ヤンキーのK君が通り過ぎざまに、僕の頭をポーンと軽くたたいて行きました。
「何するんだ!」
と僕が言うと、K君は……
「お前さ、いっつも本ばかり読んでるけど、国語の成績悪いじゃんよ。ムダじゃねーの?」
そう言ったのです。
この時です。
僕が初めて無言の斧を手にしたのは。
「今に見てろ!」
思えば、8年間勤めた会社を辞めた時も、無言の斧を振りかざした記憶があります。
どーしても煮えくり立った腹が治まらず、ついつい家で暴れそうになったことがありました。

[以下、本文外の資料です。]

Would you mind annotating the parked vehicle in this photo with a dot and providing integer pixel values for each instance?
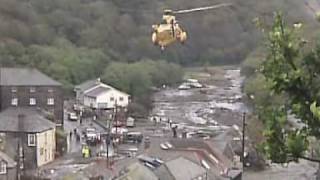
(130, 122)
(150, 161)
(135, 137)
(72, 116)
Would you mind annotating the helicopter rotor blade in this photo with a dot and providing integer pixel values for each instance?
(202, 8)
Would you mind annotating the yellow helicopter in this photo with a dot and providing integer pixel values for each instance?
(169, 30)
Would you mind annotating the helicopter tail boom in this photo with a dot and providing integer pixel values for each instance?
(202, 8)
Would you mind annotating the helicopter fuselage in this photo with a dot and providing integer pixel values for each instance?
(166, 34)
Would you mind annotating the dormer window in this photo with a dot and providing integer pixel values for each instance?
(14, 89)
(32, 89)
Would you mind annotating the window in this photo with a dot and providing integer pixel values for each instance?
(14, 101)
(33, 101)
(3, 167)
(31, 139)
(32, 89)
(14, 89)
(50, 101)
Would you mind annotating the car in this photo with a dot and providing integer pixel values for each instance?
(135, 137)
(72, 116)
(184, 87)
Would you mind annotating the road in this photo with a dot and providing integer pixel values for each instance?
(69, 126)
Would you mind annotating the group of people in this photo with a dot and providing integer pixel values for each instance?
(76, 134)
(86, 151)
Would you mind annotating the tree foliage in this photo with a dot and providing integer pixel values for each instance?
(295, 73)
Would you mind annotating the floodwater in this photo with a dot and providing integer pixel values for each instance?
(220, 107)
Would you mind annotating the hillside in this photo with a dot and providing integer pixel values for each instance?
(85, 35)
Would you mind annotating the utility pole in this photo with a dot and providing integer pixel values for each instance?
(18, 172)
(116, 117)
(243, 140)
(109, 131)
(20, 155)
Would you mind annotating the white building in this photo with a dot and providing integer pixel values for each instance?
(96, 94)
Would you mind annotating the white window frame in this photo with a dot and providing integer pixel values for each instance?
(32, 101)
(32, 89)
(14, 101)
(30, 143)
(50, 101)
(14, 89)
(3, 167)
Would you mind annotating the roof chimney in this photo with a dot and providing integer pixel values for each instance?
(98, 81)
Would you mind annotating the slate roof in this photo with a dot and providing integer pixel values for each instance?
(10, 162)
(137, 171)
(86, 85)
(32, 120)
(25, 77)
(97, 91)
(184, 169)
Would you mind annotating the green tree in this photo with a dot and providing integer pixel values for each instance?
(290, 71)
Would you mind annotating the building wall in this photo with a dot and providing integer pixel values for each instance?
(35, 156)
(11, 146)
(89, 102)
(46, 147)
(10, 175)
(42, 93)
(106, 99)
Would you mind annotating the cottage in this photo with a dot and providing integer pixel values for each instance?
(27, 129)
(23, 87)
(7, 167)
(98, 95)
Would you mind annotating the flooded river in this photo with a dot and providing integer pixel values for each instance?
(218, 107)
(214, 105)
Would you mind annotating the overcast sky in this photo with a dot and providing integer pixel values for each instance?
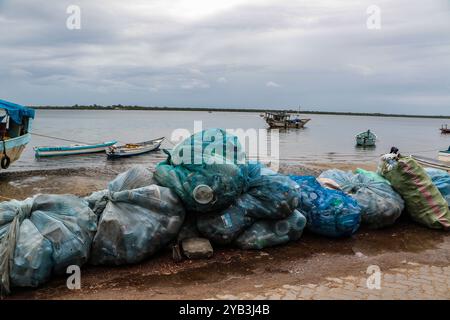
(319, 54)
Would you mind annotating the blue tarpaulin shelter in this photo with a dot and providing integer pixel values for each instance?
(16, 111)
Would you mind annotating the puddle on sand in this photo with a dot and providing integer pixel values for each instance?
(213, 272)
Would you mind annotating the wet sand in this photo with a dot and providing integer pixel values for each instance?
(84, 181)
(299, 270)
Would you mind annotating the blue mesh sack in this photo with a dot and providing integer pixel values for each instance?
(328, 212)
(271, 197)
(134, 223)
(380, 205)
(208, 171)
(43, 235)
(269, 233)
(441, 179)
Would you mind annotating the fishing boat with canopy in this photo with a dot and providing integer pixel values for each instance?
(15, 126)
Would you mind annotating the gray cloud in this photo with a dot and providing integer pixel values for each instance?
(235, 53)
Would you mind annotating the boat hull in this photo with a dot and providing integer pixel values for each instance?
(15, 147)
(366, 139)
(365, 142)
(69, 151)
(126, 153)
(285, 125)
(444, 156)
(432, 163)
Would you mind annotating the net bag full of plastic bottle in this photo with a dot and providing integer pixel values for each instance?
(269, 233)
(271, 198)
(135, 223)
(43, 235)
(423, 201)
(441, 179)
(208, 171)
(380, 205)
(330, 213)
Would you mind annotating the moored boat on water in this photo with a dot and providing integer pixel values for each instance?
(284, 120)
(366, 139)
(133, 149)
(432, 163)
(15, 126)
(73, 149)
(445, 129)
(444, 155)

「明日、会社へ行ったら、真っ先に社長をぶっ飛ばす!」
酒の力も借りていたのでしょう。
そう、大声を上げて、息巻いていました。
「あんた、バッカじゃないの! そんなことしたら傷害罪で捕まるんだからね。勘弁してよ。私と子どもたちは、どーすんのよ」
と、あきれ顔の妻。
「じゃあ、どーすりゃいいんだよ?」
「さっさと辞表かいて、叩きつけて来なよ!」
と、いうことで、翌日、その通りになりました。
「今に見てろ!」という見えない言葉を添えて。
1年後、社長には、出版したエッセイ本を送りつけてやりました。
ま、悔しがりなんでしょーな。
負けず嫌いなんだと思います。
だから、すぐにケンカをします。
でも臆病だから、手を出す前に、無言の斧を取り出してしまうんですね。
ああ、いい歳をして……
と思うことも多々ありますが、やっぱり、譲れないものは、譲れないのです。
だから
つねに
復讐するは我にあり。
Posted by 小暮 淳 at 17:48│Comments(2)
│つれづれ
この記事へのコメント
ご無沙汰しています。
「かつて、我城門から辺境の地に追われるも
今、匈奴の王として三顧の礼をもって城内に向かえ入れられん」
突き抜けたアウトサイダーとしてしか生きられないようです。
でも、お互い「武器」は手にしたようですね。
がんばりましょう。
「かつて、我城門から辺境の地に追われるも
今、匈奴の王として三顧の礼をもって城内に向かえ入れられん」
突き抜けたアウトサイダーとしてしか生きられないようです。
でも、お互い「武器」は手にしたようですね。
がんばりましょう。
Posted by しばた at 2011年06月02日 09:59
しばたさんへ
どーも、お久しぶりです。
元気でしたか?
このテーマでコメント入れてくるところなんて、しばたさんらしい!
せっかく手に入れた「武器」ですからね、弾がなくなるまで撃ち続けますよ。
いつか何かでタッグを組んで、同一の敵と闘いたいですね。
どーも、お久しぶりです。
元気でしたか?
このテーマでコメント入れてくるところなんて、しばたさんらしい!
せっかく手に入れた「武器」ですからね、弾がなくなるまで撃ち続けますよ。
いつか何かでタッグを組んで、同一の敵と闘いたいですね。